32 buildings and 132 residential units were open to visitors for three months. WuWa’s concepts were resolutely experimental and social-utopian in nature: they were a response to social changes including the changing role of women within the family and at work. Thus the estate included a kindergarten: moreover, Hans Scharoun’s single persons’ residence (Ledigenheim) and Adolf Rading’s ‘tower house’ (multi-family dwelling) preached new kinds of cohabitation and communal living. After the exhibition, artists, architects and writers lived in the experimental settlement.
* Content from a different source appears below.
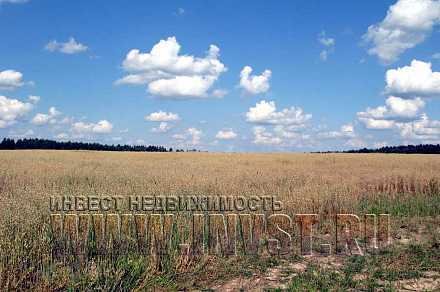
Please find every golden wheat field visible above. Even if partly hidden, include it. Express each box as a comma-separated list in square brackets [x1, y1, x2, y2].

During WWII while 80 % of Breslau was destroyed, the estate was almost untouched. Renamed Wroclaw, the city belonged to Poland. New residents moved into the city and Werkbund settlement. Professional circles were the first to recognise WuWA’s unique values. In 1972, Scharoun’s single persons’ residence was made a protected building; in 1979, this applied to all WuWA buildings. Since 2007, the entire complex has been subject to heritage protection law. The neighbouring Centennial Hall was made a UNESCO World Heritage Site in 2006. The WuWa estate lies in its ‘buffer zone’.